Pandora Beats on Q4 Earnings, Revs

Zacks

Pandora Inc. (P) reported earnings of 4 cents per share in the fourth quarter of calendar 2013, which beat the Zacks Consensus Estimate by a couple of cents. Earnings (including stock-based compensation expenses) improved from 2 cents reported in the year-ago quarter.

Due to Pandora’s conversion to a calendar-based fiscal year (ending Dec 31), the company reported calendar fourth quarter results as well as results for the two month transition period that ended on Dec 31, 2013.

Calendar Fourth Quarter Details

Revenues jumped 51.1% year over year to $200.8 million, which beat the Zacks Consensus Estimate of $197.0 million.

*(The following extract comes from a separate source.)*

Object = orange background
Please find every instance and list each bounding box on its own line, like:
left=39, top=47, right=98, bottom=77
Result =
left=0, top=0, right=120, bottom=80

The year-over-year increase was on account of higher advertising revenues (80.9% of revenues), which increased 39.5% from the year-ago quarter to $162.0 million. Subscription service and other revenues (19.1% of revenues) improved 149.8% year over year to $38.4 million.

Mobile advertising revenues increased 69.0% year over year to $366.3 million, despite intensifying competition from Google (GOOG) and Facebook (FB). Total advertising revenue per thousand listener hours (Ad RPMs) from mobile and other connected devices increased 40.0% from the year-ago quarter.

In September, the company cancelled the listening limit (40 hours per month) that it had imposed on free users. As a result, Pandora reported total listener hours of 4.54 billion in the calendar fourth quarter, up 16.0% on a year-over-year basis. Active users increased 12.0% from the year-ago quarter to 73.4 million.

Pandora’s share of the total U.S. radio listening market in January was 8.57%, up from 7.68% in the year-ago month. However, as more and more people try Apple’s (AAPL) iTunes Radio, we believe that Pandora will lose some market share going forward.

During the quarter, Pandora expanded its reach with the launch of the Pandora app on the Windows 8 phone and Android tablets. The company integrated with Facebook Timeline and Google’s new Chromecast product. It also launched a redesigned iPad app and TV.Pandora in the quarter.

Content acquisition cost, as a percentage of revenues, decreased 730 basis points (bps) on a year over year basis to 46.7%, which was an all-time low for Pandora.

Operating expenses (including stock-based compensation) as a percentage of revenues surged 530 bps to 42.3% in the last quarter. The significant year-over-year increase was primarily due to higher sales & marketing (up 330 bps), product development (up 110 bps) and general and administrative expenses (up 100 bps) in the quarter.

Pandora reported operating income of $9.1 million compared with $1.8 million in the year-ago quarter, primarily driven by a higher revenue base.

Net income (including stock-based compensation) was $9.6 million compared with net income of $3.0 million in the year-ago quarter.

As of Dec 31, 2013, cash and cash equivalents (including short-term investments) were $344.0 compared with $89.0 million as of Jan 31, 2013.

Two-Month Result

For the two-month November and December subperiod, Non-GAAP revenue was $137.2 million compared with $88.5 million reported in the year-ago period. The reported Non-GAAP revenue was also above the high end of the management guidance.

Non-GAAP net income increased to $20.9 million from $4.9 million in the year-ago period. For the subperiod, non-GAAP EPS was 10 cents compared with 3 cents in the year-ago period.

Outlook

For calendar first quarter 2014, revenues are expected to be in the range of $170.0 million to $176.0 million. The company expects a loss of 16-14 cents per share in the forthcoming quarter as compared to the Zacks Consensus Estimate of loss of 19 cents for the same time period.

For fiscal 2014, revenues are expected to be in the range of $870.0 million to $890.0 million, while earnings are expected to be in the range of 13-17 cents per share.

Our Take

Pandora reported impressive fourth quarter results. Improving monetization and strong mobile growth are positives. Pandora raised additional capital from its stock offering in September, which it expects to use for domestic and international expansion as well as for strategic acquisitions. This is expected to boost the top-line going forward.

However, rising costs related to licensing will remain a headwind in the near term. Moreover, higher operating expenses are expected to hurt profitability in the near term.

Nevertheless, we believe that Pandora’s popular service, driven by its effective discovery engine and a well-established infrastructure, places it well to compete against the likes of Apple, Spotify, and Sirius XM (SIRI).

Currently, Pandora has a Zacks Rank #4 (Sell).